12. Aux termes de l'article L. 731-1 du code de l'entrée et du séjour des étrangers et du droit d'asile : " L'autorité administrative peut assigner à résidence l'étranger qui ne peut quitter immédiatement le territoire français mais dont l'éloignement demeure une perspective raisonnable, dans les cas suivants : / 1° L'étranger fait l'objet d'une décision portant obligation de quitter le territoire français, prise moins de trois ans auparavant, pour laquelle le délai de départ volontaire est expiré ou n'a pas été accordé ; () ".

13. Si M. A soutient que rien ne justifiait l'assignation à résidence et que ses modalités sont trop strictes, il n'établit pas que son éloignement ne serait pas une perspective raisonnable. Par ailleurs, il ressort des pièces du dossier qu'il fait l'objet d'une obligation de quitter le territoire français survenant après le non-respect d'une première mesure d'éloignement. Enfin, il ne fait état d'aucun obstacle ou contrainte particulière qui l'empêcherait de satisfaire à ses obligations de présentation pour lesquelles il lui est en outre loisible de demander une dérogation. Par conséquent, les moyens tirés de la méconnaissance de l'article L. 731-1 du code de l'entrée et du séjour des étrangers et du droit d'asile et du caractère trop strict des mesures d'accompagnement de la décision d'assignation doivent être écartés.

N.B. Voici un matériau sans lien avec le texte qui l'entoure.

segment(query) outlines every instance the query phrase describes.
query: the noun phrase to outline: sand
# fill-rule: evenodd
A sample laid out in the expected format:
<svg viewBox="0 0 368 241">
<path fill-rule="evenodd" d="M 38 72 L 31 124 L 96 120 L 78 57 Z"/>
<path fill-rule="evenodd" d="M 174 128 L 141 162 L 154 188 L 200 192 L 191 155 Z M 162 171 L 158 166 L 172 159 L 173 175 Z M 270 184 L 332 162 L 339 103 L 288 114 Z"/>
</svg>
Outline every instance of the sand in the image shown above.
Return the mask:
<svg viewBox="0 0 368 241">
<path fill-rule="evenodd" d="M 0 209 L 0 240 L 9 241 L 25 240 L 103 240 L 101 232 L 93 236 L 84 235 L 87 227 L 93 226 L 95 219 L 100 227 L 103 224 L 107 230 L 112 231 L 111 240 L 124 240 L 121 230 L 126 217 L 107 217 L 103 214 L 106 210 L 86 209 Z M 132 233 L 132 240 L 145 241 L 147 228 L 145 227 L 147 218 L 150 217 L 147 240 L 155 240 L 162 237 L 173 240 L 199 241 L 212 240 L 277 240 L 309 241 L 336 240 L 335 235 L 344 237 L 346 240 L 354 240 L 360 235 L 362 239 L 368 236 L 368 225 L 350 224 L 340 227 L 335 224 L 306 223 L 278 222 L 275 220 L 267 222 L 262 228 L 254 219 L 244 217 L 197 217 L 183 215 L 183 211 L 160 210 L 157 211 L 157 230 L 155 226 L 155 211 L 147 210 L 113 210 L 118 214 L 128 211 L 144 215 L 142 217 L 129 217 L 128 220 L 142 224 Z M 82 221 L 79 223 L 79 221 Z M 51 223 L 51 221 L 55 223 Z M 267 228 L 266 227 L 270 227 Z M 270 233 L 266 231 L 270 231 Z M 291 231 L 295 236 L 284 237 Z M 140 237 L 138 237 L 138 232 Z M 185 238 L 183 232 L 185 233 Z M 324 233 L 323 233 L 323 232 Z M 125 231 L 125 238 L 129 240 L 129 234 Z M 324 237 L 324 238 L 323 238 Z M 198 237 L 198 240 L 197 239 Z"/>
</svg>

14. Il résulte de tout ce qui précède que M. A n'est pas fondé à demander l'annulation des arrêtés du 3 novembre 2024 portant obligation de quitter le territoire français et assignation à résidence.

Sur les conclusions à fin d'injonction :

15. Le présent jugement qui rejette les conclusions à fin d'annulation de la requête n'implique aucune mesure d'exécution. Il y a lieu, par suite, de rejeter les conclusions de M. A à fin d'injonction.

Sur les frais liés au litige :

16. Les dispositions de l'article L. 761-1 du code de justice administrative font obstacle à l'octroi d'une somme au titre des frais exposés et non compris dans les dépens à la partie perdante. Par suite, il y a lieu de rejeter les conclusions de M. A présentées sur ce fondement.

D É C I D E :

Article 1er : M. A est admis, à titre provisoire, au bénéfice de l'aide juridictionnelle.

Article 2 : La requête de M. A est rejetée.

Article 3 : Le présent jugement sera notifié à M. E A et au préfet du Finistère.

Rendu public par mise à disposition au greffe le 27 novembre 2024.

Le magistrat désigné,

Signé

O. GosselinLa greffière,

Signé

E. Douillard

La République mande et ordonne au préfet du Finistère en ce qui le concerne et à tous commissaires de justice à ce requis en ce qui concerne les voies de droit commun, contre les parties privées, de pourvoir à l'exécution de la présente décision.